CECCONI, Angelo (pseudonimo Thomas Neal)
Nacque a La Ferruccia, frazione di Agliana (Pistoia) nel 1865. Ebbe un'educazione fortemente religiosa in collegi e seminari di Pistoia e Prato. Lo stesso C. ricorda come il suo maestro più amato il padre Giuseppe Silvestri. Fin dai primi suoi scritti assunse lo pseudonimo di Thomas Neal, con il quale è più conosciuto e citato.
La sua attività di pubblicista iniziò con regolarità nel 1896, quando il C. divenne collaboratore fisso de Il Marzocco; tale collaborazione durò ininterrottamente fino al 1900. In questi anni scrisse una sessantina di articoli, molti dei quali furono raccolti nel volume Studi di letteratura e d'arte (Firenze 1898). Sono note, recensioni, piccoli saggi critici, che dimostrano una notevole facilità ad affrontare un'ampia gamma di questioni letterarie, artistiche e filosofiche.
Le recensioni sono sempre l'occasione per vaste digressioni sull'arte e sulla morale. Tra queste due attività dell'uomo c'è un legame strettissimo: l'artista è morale in quanto è uomo e non può fare a meno, che lo voglia o no, di dare un significato morale alla sua opera. Egli professerà dunque, a seconda della sua posizione nei riguardi dell'universo, un atteggiamento ottimista, pessimista o indifferente. Il C. non nasconde le sue simpatie per la terza posizione, a suo parere più elevata, poiché presume un'esperienza più vasta e completa, mai unilaterale. Così un vago scetticismo e un'identificazione di morale e religione sono le caratteristiche principali di questa fase del pensiero del Cecconi.

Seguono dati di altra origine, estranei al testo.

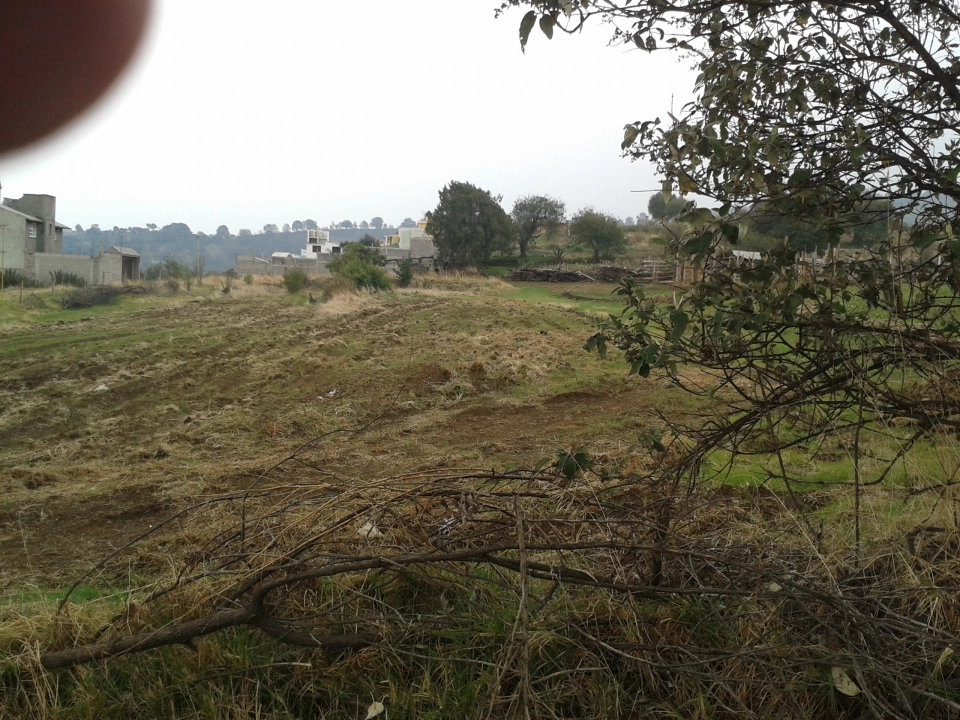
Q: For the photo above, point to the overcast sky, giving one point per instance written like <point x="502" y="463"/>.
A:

Durante il primo decennio del 1900 il C., pur interrompendo l'attività di pubblicista, da un lato approfondì i suoi studi filosofici, dall'altro strinse con il gruppo del Leonardo un rapporto che negli anni seguenti avrà importanti sviluppi. Il primo di essi è la partecipazione costante all'attività della Biblioteca filosofica fiorentina, fondata nel 1908 da Amendola e Papini, e soprattutto a quella del Circolo filosofico, strettamente legato alla Biblioteca. Il C. partecipò con assiduità a discussioni e conferenze, tenendo fra l'altro, sul finire del 1919, una relazione su "La teologia di Aristotele".

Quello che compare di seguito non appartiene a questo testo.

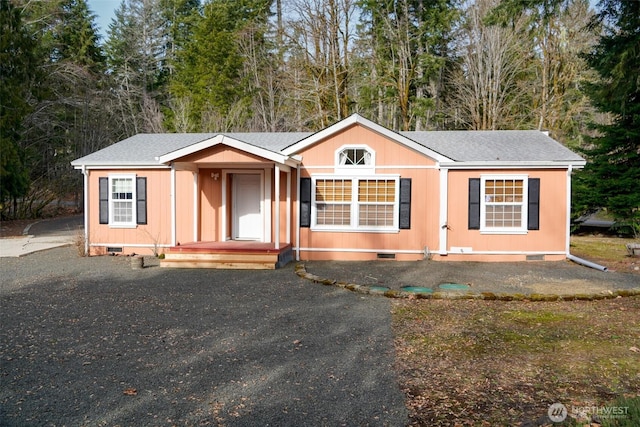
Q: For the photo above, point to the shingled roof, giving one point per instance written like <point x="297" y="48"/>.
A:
<point x="499" y="147"/>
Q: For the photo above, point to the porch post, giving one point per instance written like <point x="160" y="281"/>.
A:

In questo periodo il C. mutava in maniera considerevole le sue convinzioni filosofiche, passando dal moderato pirronismo del Marzocco a un aristotelismo di stampo scolastico, carico di forza polemica. Già in un saggio polemico su G. Vailati (in Cultura contemporanea, III [1911], 4-5, pp. 271-273) si manifesta quella violenza, nel linguaggio come nei contenuti, che caratterizza tutta la sua opera e che troverà poi piena espressione, poco dopo, in un articolo su Vico e l'immanenza (ibid.,7-8, pp. 1-24); nella sua polemica con l'idealismo crociano il C. ripropone il tema della trascendenza in contrapposizione a tutte le correnti della filosofia contemporanea.
Negli anni seguenti il C. entrò nel vivo dell'attività delle riviste fiorentine, collaborando a La Voce (per la quale aveva già scritto vari articoli) e a Lacerba, con saggi sempre particolarmente notevoli per carica polemica.

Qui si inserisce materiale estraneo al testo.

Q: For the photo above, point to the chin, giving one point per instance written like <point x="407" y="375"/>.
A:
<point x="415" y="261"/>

Nei primi numeri de La Voce, antecedenti agli scritti su Vailati e Vico, il C. aveva già espresso con decisione la sua posizione di scolastico intransigente e misoneista. In filosofia - afferma in un articolo su Gioberti (ibid., I [1908-09], 30, pp. 121-122) - non esistono novità: ciò che è nuovo non è importante e ciò che è importante non è nuovo.
Oltre a registrare alcuni scritti sulla pittura seicentesca, indubbiamente interessanti, ma che poco contribuiscono alla definizione della sua personalità, gli anni seguenti segnano l'accentuarsi progressivo della sua aggressività intellettuale, a cominciare da un articolo del dicembre 1913 (Alla pittura di domani, in La Voce, V [1913], 50, pp. 1217-1218); dopo aver bonariamente criticato i futuristi, apprezzandone, da buon "passatista", come dice, l'indiscutibile fascino, il C. fa derivare la teoria e la pratica di questo movimento dalla filosofia crociana, a suo parere puerile e confusionaria quanto basta a rovinare quanto c'è di buono nel futurismo. Ma il suo antidealismo si esprime in modo ancora più violento negli articoli interventisti che redasse dal sett. 1914 all'aprile 1915 per Lacerba. Essi sono improntati a un esasperato odio contro la Germania. Il militarismo tedesco e il pericolo gravissimo per tutta la civiltà che da esso proviene sono per il C. una derivazione diretta dell'idealismo e dell'immanentismo, i cui primi germi sono già presenti nell'imperativo categorico kantiano, che pretende di erigere l'uomo ad arbitro assoluto del ben pensare e del ben agire.Ma lo scritto che fece più rumore di tutti, provocando una risposta del Croce, fu Estetiche inconcludenti (in La Voce, VII[1915], 17, pp. 1038-1060). In esso il C. intendeva dimostrare che i caratteri essenziali del crocianesimo sono "il semplicismo e il bluffismo", insieme alla negazione totale della filosofia, che egli tornava a individuare nella tradizione aristotelico-scolastica.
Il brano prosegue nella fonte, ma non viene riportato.